Aozora Bunko in a nutshell http://www.aozora.gr.jp/

Basic workflow

Works are transcribed or scanned from books into a custom text format by volunteers.
A separate set of volunteers then checks the transcription for errors.
If the work is not under copyright anymore, it is released publicly on the Aozora Bunko website.

Basic information

The closest English equivalent is Project Gutenberg, but there are many differences, in particular regarding what kind of information is encoded about the works.
It is relatively large, currently at around 76M tokens over 4,000 works for just the most modern Japanese writing style (新仮名新漢字). The total is even bigger (>10k works).
It is continuously updated from its inception in 1997 (2018 saw the upload of works covering 28 authors whose copyright expired), the GitHub repository is currently at ~13GB, and there is a supporting charity organization Hon no Mirai Kikin and associated Aozorahack collective.

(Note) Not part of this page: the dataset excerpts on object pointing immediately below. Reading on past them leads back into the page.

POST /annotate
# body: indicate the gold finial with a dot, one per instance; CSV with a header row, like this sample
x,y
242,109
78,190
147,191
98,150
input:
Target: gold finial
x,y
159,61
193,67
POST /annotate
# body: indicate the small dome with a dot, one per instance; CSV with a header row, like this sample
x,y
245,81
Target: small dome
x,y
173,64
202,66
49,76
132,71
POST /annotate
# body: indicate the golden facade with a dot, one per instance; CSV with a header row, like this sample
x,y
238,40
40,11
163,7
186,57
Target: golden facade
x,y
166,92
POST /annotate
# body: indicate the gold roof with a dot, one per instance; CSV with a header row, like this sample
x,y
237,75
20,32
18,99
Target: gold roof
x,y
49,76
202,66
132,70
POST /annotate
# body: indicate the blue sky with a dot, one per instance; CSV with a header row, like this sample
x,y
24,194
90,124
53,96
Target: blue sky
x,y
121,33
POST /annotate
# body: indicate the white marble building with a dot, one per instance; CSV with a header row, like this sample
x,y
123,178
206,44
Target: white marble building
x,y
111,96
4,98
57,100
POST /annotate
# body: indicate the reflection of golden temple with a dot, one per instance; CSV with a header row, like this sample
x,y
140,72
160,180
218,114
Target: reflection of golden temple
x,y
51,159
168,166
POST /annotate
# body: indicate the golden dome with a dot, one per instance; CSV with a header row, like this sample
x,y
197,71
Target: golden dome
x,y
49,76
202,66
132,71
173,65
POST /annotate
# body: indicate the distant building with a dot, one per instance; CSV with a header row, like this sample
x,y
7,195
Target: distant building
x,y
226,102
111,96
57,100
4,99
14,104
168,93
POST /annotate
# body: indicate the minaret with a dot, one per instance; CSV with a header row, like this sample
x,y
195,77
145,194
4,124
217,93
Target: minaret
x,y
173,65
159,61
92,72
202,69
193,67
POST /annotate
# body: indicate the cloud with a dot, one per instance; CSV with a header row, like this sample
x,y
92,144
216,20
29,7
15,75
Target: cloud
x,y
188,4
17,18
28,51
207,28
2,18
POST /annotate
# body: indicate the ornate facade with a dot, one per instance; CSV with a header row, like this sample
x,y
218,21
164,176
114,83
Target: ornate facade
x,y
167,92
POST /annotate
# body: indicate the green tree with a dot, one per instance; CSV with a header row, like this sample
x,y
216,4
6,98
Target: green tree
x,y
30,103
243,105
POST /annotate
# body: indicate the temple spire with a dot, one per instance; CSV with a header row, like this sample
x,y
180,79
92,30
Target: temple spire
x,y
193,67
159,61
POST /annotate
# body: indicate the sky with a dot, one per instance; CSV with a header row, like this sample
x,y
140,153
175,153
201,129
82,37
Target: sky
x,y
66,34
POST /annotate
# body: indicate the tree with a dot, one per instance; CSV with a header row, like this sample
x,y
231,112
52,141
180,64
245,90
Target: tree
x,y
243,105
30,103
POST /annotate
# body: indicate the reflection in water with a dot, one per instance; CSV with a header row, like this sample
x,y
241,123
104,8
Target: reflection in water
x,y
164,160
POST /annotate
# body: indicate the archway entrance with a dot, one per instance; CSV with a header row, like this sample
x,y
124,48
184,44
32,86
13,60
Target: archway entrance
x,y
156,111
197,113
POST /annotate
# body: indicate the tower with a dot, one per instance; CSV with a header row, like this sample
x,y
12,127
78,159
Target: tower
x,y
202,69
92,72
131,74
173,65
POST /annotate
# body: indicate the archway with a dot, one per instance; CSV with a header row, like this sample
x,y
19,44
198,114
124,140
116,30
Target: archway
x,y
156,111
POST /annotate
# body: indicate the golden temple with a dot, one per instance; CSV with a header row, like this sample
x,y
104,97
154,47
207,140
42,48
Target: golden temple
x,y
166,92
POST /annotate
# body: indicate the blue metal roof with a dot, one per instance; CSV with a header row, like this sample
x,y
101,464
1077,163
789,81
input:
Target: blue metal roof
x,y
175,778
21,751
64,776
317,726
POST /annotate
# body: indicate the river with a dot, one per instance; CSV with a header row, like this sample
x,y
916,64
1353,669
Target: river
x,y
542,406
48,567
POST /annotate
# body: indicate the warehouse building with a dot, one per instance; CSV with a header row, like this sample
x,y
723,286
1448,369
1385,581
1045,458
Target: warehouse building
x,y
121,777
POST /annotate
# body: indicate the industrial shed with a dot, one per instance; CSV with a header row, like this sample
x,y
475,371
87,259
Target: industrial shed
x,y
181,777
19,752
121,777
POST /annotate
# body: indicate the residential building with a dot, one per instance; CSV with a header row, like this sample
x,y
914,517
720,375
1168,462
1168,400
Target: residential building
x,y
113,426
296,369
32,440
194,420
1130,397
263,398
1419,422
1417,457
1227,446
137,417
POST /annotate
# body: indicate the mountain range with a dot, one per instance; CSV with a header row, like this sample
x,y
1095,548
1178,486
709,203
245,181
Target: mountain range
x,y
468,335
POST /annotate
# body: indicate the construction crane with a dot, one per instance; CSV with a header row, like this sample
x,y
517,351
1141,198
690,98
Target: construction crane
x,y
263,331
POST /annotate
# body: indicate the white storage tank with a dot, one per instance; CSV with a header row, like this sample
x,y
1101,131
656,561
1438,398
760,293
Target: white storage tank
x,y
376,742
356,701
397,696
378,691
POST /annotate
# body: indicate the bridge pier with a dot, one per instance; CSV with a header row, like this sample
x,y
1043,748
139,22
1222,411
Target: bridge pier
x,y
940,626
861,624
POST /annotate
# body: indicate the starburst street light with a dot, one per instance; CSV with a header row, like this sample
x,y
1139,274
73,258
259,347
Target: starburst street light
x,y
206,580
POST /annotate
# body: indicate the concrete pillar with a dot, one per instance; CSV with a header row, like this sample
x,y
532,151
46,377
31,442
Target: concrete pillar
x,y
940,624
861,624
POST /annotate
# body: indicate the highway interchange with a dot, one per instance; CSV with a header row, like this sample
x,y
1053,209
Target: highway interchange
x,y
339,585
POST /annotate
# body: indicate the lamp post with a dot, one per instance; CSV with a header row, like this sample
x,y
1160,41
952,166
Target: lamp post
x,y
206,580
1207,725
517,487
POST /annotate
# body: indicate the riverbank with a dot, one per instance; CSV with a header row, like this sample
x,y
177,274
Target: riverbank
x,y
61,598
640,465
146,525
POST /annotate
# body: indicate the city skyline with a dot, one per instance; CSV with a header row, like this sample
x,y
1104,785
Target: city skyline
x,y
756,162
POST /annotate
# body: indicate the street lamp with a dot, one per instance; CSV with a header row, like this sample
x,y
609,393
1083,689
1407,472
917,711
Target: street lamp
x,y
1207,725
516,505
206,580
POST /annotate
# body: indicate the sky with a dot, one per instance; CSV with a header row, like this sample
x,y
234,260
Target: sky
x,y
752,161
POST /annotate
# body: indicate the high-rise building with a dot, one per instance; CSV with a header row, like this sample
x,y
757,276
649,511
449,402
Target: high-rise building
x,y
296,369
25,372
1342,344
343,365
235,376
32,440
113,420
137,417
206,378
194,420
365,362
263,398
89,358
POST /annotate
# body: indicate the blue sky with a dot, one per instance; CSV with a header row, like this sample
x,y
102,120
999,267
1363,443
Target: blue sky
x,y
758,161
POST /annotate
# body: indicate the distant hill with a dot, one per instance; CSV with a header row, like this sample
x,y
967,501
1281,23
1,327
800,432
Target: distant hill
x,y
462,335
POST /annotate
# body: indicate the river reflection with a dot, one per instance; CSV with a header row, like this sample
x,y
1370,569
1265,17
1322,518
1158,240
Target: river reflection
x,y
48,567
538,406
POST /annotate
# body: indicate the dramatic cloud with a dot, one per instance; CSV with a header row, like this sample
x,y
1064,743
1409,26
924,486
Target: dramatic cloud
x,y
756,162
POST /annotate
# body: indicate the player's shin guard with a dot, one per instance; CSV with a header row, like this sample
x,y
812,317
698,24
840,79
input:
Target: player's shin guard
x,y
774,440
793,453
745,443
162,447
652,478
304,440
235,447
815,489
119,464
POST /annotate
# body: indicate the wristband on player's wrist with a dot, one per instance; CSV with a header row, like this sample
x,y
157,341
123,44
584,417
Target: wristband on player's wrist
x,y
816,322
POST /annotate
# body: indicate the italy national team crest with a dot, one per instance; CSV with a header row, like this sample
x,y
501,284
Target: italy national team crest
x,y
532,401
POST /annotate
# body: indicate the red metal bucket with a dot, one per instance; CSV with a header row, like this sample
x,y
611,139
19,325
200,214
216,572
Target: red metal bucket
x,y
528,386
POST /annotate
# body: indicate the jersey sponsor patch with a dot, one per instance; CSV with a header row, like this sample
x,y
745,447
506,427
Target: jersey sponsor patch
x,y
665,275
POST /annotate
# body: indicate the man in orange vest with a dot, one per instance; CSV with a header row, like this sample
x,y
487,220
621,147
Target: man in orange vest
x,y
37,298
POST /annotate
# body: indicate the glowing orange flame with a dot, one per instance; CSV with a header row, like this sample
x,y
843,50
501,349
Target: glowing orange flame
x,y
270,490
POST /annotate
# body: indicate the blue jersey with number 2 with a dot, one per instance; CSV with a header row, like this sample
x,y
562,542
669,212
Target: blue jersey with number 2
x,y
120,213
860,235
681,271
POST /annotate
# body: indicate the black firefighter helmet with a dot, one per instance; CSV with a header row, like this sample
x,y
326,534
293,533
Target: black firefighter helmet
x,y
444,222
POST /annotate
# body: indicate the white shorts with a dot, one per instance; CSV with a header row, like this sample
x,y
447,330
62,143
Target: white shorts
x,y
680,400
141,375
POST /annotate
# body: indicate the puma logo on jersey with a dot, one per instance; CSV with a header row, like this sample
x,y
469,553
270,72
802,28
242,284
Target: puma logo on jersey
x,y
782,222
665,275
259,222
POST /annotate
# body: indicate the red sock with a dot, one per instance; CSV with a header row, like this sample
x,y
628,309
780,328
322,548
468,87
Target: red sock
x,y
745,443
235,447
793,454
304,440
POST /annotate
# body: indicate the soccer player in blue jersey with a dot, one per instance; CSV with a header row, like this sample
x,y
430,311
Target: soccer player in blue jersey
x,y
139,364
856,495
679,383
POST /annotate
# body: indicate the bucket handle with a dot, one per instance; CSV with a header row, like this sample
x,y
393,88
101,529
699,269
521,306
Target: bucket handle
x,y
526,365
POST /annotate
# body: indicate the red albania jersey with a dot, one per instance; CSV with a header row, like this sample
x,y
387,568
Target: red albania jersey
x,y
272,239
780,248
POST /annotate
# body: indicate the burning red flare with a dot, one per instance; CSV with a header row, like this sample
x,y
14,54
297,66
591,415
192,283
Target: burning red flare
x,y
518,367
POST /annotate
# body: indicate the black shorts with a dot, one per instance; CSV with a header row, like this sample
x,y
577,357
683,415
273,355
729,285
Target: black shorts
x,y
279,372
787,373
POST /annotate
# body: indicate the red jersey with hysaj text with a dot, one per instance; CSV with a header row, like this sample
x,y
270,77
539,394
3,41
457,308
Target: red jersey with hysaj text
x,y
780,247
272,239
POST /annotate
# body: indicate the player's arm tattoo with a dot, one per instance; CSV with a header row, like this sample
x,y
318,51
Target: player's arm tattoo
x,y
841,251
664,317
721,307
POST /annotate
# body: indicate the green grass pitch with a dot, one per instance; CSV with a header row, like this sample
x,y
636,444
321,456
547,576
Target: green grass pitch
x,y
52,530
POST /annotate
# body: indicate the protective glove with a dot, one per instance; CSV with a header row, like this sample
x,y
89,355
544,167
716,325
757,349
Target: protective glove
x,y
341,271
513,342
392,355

Situating Aozora Bunko in relation to other corpora

References: Meiroku Zasshi: @近藤明日子2012明六雑誌コーパス; Kokumin no Tomo: @近藤明日子2016明六雑誌コーパス; The Sun: @田中牧郎2005言語資料としての雑誌; Kindai Josei Zasshi: @田中牧郎2006近代女性雑誌コーパス; Balanced Corpus of Contemporary Written Japanese: @Maekawa2013

Examples of Aozora Bunko as corpus for linguistic analysis

Preprocessing

Christopher Morse’s “Digital Japanese Literature: Aozora Bunko” article. Most introductions like this, while clear and easy to implement, only get you to ~90%.
松村優哉らのRではじめよう！［モダン］なデータ分析：第5回　青空文庫のテキストマイニングをRMeCabパッケージでやってみた
Aozora Bunko text format Emacs Elisp parser is the ‘real deal’—and is over 1,000 lines of Lisp. There is also a PEG grammar of the peculiar format used to encode metadata in text!
Aozorahack’s new text to html conversion program.

Viewers

There are many online viewers and smartphone apps that you can use to read Aozora Bunko material that I won’t cover here.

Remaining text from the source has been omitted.